Furthermore, the CPU # 0 refers to the calculation source register 41 and acquires a CPU # 0 calculation source data pointer indicating the storage destination of the calculation source data of the calculation process 1-2. Based on the CPU # 0 calculation source data pointer, the CPU # 0 acquires the calculation source data of the calculation process 1-2 from the calculation source table 16A, and executes the calculation process of the calculation source data of the calculation process 1-2 (step S83). Then, the CPU # 0 acquires the calculation result of the calculation process 1-2. The CPU # 0 refers to the calculation result register 42 and obtains a CPU # 0 calculation result pointer indicating the storage destination of the calculation result of the calculation process 1-2. The CPU # 0 stores the calculation result of the calculation process 1-2 in the calculation result table 16B based on the CPU # 0 calculation result pointer. The CPU # 0 notifies the arbitration unit 34 of the extraction data length 45E of the calculation source data of the calculation process 1-2 and the storage data length 45F of the calculation result. The arbitration unit 34 adds the fetched data length 45E to the CPU # 0 computation source data pointer, and updates and registers it in the computation source register 41 as the CPU # 0 computation source data pointer. Further, the arbitrating unit 34 adds the stored data length 45F to the CPU # 0 calculation result pointer, and updates and registers the addition result in the calculation result register 42 as the CPU # 0 calculation result pointer.
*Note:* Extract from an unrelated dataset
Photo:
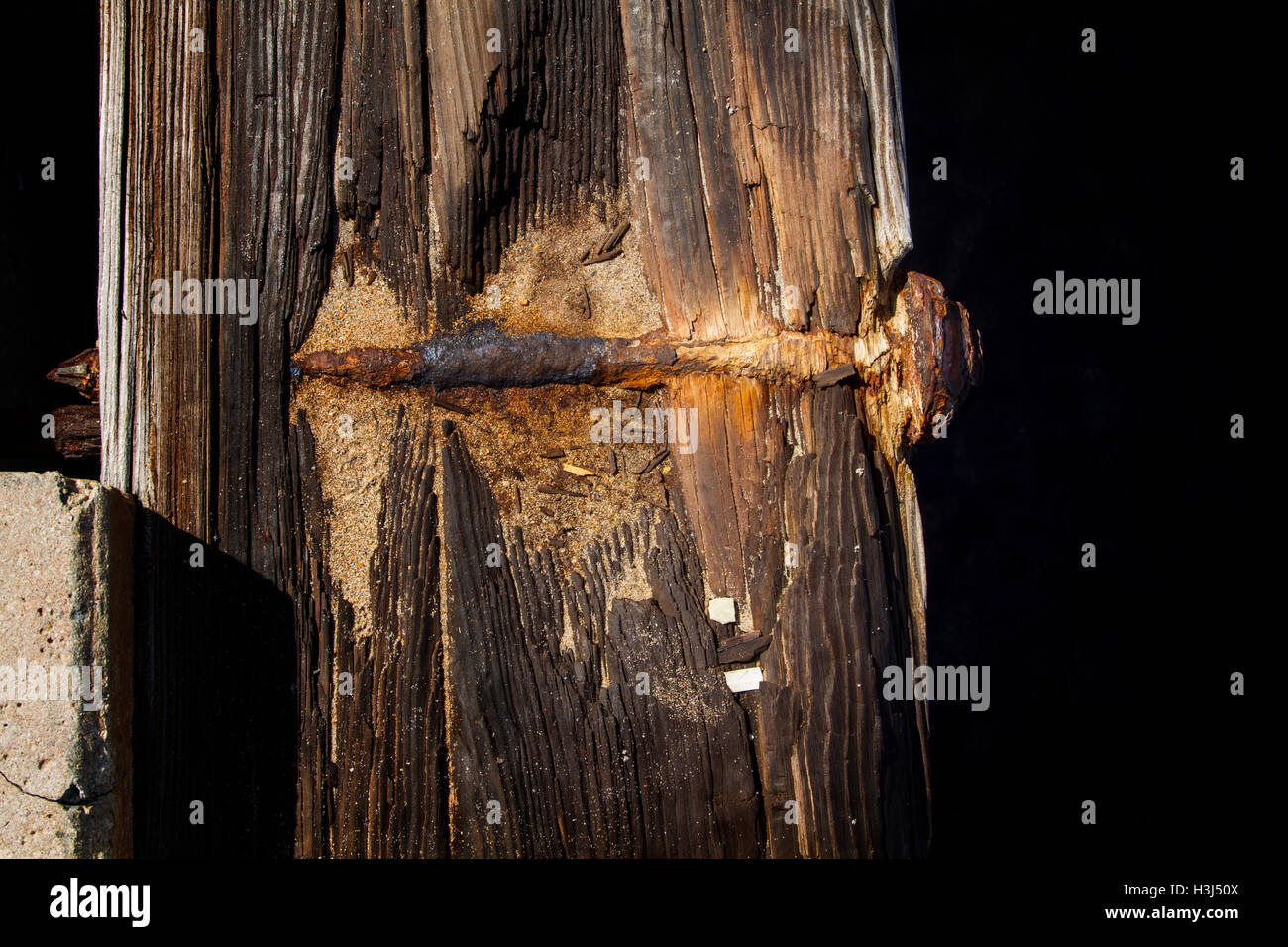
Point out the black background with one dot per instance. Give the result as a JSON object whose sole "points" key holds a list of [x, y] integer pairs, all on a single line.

Furthermore, the CPU # 0 refers to the calculation source register 41 and acquires a CPU # 0 calculation source data pointer indicating the storage destination of calculation source data of the calculation process 1-3. Based on the CPU # 0 calculation source data pointer, the CPU # 0 acquires the calculation source data of the calculation process 1-3 from the calculation source table 16A, and executes the calculation process of the calculation source data of the calculation process 1-3 (step S84). Then, the CPU # 0 acquires the calculation result of the calculation process 1-3. The CPU # 0 refers to the calculation result register 42 and acquires a CPU # 0 calculation result pointer indicating the storage destination of the calculation result of the calculation process 1-3. The CPU # 0 stores the calculation result of the calculation process 1-3 in the calculation result table 16B based on the CPU # 0 calculation result pointer. The CPU # 0 notifies the arbitration unit 34 of the extraction data length 45E of the calculation source data of the calculation process 1-3 and the storage data length 45F of the calculation result. The arbitration unit 34 adds the fetched data length 45E to the CPU # 0 computation source data pointer, and updates and registers it in the computation source register 41 as the CPU # 0 computation source data pointer. Further, the arbitrating unit 34 adds the stored data length 45F to the CPU # 0 calculation result pointer, and updates and registers the addition result in the calculation result register 42 as the CPU # 0 calculation result pointer. Then, after storing the calculation result of the calculation process 1-3 in the calculation result table 16B, the CPU # 0 sets the OPE in the CPU # 0 update register to “1” when the remaining data length 45D becomes “0”. Set.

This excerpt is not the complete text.